Politicians want exclusive right to pack ballot measures


By Taxpayers Association of Oregon

OregonWatchdog.com

Ordinary voters cannot start an initiative petition and proceed to stuff their ballot measure full of unrelated topics.

Politicians can’t do it either when they vote to send a measure to the ballot for voters to vote on.  Imagine, if they did.   You would have politicians putting before voters a measure to build a park for disabled people, while also tripling politicians’ salaries, legalizing prostitution and tolling city streets.  The politicians would use the favorable parts of the ballot measure to sell to voters while either hiding the rest or forcing voters to swallow bad things with good things.   How can you fit such things in a single ballot title?   Portland is trying.

Portland is in court right now saying that although voters do not have a right to pack ballot measures the City politicians do have this unique privilege because a ballot measure “referred” to voters by a City Council vote is different than a ballot measure petitioned by voters.  A ballot measure brought to you by the City is called a referral initiative, and a ballot measure brought to you by voters is just an initiative petition.   The slight language difference is what politicians are trying to use to give themselves powers to abuse the process.   Packing ballot measures is wrong because it is wrong.   Also, voter initiated ballot measures are required to go through a long arduous process of gathering tens of thousands of signatures before they can make the ballot.  Politicians can send measures to the ballot with a simple vote.   So politicians are demanding the power to abuse the process and to do it easier and faster than the ban on voters ability.

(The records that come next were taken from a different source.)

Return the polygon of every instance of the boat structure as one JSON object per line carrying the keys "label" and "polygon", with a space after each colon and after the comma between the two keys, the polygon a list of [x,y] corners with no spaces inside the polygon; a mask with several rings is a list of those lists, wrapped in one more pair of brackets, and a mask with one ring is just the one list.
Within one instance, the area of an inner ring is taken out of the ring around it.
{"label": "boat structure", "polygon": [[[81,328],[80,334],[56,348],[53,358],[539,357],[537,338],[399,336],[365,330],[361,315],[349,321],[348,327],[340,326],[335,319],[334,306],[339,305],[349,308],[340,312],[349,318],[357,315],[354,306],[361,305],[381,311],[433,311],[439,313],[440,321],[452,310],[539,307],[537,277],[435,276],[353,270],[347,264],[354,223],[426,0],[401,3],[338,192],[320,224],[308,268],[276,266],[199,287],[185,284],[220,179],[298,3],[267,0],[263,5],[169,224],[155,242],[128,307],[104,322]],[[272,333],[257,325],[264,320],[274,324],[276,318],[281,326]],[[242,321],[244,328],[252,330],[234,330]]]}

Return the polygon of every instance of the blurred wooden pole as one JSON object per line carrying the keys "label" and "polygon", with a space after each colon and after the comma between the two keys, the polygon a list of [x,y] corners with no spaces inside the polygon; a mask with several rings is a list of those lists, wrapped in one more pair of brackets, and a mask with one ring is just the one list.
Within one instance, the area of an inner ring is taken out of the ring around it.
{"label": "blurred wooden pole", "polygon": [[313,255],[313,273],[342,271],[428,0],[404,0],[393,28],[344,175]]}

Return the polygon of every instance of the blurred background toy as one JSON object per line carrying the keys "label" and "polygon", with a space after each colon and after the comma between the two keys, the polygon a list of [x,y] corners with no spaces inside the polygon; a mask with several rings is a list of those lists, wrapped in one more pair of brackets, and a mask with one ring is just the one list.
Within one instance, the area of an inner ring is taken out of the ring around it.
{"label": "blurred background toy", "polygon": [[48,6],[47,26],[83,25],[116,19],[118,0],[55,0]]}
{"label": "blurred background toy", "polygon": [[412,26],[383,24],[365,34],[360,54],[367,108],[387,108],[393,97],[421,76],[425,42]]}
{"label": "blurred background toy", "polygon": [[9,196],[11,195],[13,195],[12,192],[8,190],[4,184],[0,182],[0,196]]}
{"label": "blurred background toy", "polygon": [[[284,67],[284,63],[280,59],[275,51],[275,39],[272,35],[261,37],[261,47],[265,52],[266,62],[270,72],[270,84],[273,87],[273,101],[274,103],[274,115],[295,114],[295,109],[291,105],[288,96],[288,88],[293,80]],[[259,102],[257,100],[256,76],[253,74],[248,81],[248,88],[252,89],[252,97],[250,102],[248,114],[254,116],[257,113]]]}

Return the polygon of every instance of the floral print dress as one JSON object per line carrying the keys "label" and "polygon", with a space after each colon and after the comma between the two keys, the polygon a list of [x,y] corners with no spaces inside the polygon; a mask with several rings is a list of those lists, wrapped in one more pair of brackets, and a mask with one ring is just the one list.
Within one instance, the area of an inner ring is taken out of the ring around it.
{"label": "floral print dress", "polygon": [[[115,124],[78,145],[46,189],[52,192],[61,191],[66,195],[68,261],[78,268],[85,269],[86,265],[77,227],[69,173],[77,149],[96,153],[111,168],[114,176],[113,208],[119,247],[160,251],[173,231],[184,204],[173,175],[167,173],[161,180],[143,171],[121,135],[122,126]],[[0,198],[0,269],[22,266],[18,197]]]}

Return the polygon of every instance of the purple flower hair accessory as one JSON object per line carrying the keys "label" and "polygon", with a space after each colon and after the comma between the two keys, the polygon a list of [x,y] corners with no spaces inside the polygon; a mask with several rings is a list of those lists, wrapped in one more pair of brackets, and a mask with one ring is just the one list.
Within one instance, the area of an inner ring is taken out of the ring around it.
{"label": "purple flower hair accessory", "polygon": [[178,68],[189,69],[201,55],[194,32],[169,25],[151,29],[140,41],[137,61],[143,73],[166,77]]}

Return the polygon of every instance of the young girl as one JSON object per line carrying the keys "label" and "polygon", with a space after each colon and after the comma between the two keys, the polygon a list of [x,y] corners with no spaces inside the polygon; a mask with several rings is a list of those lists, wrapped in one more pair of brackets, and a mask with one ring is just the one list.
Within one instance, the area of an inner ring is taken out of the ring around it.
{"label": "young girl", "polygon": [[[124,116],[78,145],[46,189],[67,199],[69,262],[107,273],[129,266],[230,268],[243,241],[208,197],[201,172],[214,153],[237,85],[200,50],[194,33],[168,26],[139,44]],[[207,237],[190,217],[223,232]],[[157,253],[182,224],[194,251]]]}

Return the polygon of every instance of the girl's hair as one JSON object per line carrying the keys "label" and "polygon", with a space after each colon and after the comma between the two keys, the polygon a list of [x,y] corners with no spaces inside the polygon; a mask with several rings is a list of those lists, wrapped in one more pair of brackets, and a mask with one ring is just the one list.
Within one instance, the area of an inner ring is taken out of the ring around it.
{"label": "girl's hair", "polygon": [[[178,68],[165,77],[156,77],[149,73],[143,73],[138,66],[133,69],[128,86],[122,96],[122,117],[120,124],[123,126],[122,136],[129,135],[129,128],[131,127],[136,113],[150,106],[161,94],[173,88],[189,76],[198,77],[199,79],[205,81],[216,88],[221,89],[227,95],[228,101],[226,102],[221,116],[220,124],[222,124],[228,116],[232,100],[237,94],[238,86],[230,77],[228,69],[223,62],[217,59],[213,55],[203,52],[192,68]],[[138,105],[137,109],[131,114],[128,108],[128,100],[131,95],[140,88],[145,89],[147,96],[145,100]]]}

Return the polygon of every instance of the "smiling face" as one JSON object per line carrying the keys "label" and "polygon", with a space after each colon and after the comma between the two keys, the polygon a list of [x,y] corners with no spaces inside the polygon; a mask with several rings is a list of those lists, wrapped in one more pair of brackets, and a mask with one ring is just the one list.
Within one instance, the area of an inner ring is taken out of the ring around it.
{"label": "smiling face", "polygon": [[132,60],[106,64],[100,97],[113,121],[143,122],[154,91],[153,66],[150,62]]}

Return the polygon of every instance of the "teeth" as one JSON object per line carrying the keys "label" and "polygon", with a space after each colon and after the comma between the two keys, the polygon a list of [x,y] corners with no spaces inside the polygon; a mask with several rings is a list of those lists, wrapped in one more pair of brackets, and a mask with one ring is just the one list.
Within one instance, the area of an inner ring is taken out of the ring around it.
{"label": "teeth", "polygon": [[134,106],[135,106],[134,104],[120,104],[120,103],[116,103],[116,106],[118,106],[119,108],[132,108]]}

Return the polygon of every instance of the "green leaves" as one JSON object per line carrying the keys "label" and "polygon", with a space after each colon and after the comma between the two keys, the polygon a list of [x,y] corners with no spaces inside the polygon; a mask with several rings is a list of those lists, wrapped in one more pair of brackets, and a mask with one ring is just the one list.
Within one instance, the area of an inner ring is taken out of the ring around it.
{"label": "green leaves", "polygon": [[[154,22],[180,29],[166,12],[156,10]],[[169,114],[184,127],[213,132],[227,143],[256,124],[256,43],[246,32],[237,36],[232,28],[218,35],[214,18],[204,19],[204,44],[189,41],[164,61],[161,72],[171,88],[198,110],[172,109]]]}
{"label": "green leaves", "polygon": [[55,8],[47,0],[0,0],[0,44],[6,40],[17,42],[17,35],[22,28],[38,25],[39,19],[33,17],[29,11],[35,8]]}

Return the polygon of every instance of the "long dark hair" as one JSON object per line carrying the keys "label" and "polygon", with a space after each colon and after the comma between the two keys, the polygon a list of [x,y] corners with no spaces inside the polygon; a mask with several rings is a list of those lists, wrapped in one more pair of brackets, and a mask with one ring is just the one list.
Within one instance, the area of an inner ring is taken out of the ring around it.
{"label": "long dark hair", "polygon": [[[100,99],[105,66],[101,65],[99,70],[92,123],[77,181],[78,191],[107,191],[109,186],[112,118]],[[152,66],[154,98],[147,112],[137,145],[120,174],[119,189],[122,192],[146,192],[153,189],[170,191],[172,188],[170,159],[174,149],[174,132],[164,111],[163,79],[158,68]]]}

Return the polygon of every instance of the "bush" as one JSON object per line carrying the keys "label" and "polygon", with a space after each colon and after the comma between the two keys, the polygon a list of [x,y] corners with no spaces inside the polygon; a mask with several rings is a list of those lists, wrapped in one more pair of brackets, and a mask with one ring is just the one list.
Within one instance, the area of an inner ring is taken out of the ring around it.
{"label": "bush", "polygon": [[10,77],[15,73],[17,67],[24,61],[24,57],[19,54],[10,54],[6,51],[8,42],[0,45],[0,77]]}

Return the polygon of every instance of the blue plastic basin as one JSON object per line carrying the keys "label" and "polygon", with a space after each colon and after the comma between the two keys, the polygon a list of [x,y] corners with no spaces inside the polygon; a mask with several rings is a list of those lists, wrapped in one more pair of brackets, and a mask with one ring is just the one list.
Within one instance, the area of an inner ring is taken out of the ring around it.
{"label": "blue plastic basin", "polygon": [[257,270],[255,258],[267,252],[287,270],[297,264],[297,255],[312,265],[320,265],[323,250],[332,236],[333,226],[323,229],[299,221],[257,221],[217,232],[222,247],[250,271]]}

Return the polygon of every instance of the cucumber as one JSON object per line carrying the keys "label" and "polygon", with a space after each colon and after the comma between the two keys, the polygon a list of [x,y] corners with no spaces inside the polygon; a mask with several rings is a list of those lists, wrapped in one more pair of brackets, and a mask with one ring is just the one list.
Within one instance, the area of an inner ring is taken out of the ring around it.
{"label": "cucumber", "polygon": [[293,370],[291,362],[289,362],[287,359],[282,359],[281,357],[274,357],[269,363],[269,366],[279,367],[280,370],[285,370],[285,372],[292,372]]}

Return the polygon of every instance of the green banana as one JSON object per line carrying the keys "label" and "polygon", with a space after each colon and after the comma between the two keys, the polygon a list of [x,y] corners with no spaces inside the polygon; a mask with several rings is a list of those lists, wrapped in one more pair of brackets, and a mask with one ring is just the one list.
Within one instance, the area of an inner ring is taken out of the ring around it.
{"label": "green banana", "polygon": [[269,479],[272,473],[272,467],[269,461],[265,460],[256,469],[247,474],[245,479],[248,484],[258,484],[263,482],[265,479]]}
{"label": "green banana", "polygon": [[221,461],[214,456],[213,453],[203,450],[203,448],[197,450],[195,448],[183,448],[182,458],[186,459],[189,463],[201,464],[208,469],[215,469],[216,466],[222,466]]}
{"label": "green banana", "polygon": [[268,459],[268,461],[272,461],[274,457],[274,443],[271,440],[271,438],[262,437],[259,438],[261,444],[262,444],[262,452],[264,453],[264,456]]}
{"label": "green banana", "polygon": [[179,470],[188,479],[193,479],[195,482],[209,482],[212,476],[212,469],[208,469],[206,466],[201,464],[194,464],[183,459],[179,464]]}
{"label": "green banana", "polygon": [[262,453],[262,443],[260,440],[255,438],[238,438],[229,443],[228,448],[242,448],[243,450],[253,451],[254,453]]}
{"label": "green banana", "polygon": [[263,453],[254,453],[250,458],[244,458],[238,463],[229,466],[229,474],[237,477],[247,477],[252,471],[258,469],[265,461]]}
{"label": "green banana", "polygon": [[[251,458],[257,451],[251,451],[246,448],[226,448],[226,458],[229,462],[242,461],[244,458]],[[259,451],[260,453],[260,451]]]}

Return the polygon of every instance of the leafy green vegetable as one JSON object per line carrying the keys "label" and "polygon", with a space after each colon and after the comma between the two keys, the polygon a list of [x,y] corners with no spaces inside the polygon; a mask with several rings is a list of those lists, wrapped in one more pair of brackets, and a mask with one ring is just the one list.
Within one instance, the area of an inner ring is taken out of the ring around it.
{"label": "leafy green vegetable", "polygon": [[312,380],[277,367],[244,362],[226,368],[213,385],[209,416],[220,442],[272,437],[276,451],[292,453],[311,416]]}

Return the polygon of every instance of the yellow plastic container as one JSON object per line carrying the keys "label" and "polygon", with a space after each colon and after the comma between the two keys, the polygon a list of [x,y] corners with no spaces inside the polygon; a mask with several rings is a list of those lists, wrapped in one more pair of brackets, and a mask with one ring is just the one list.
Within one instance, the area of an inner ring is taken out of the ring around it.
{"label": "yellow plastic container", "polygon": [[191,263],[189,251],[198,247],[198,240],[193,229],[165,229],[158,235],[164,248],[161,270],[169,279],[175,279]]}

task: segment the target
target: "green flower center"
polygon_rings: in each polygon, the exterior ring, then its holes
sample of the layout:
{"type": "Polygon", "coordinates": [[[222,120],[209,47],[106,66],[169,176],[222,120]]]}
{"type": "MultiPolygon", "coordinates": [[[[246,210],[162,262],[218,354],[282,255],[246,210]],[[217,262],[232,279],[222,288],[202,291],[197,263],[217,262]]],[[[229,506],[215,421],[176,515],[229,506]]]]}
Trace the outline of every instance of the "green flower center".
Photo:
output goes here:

The issue at stake is Portland City Hall’s attempt to fix their City Charter.   Their fix is a combination of popular good ideas (like allowing the Mayor to control City Bureaus like all other major City governments) and bad ideas like ranked choice voting (which is an extremely controversial and bureaucratic experiment) and also includes hot topic ideas like changing politician’s salaries.   It is a hot mess.

Thank goodness there is a lawsuit to stop all of this.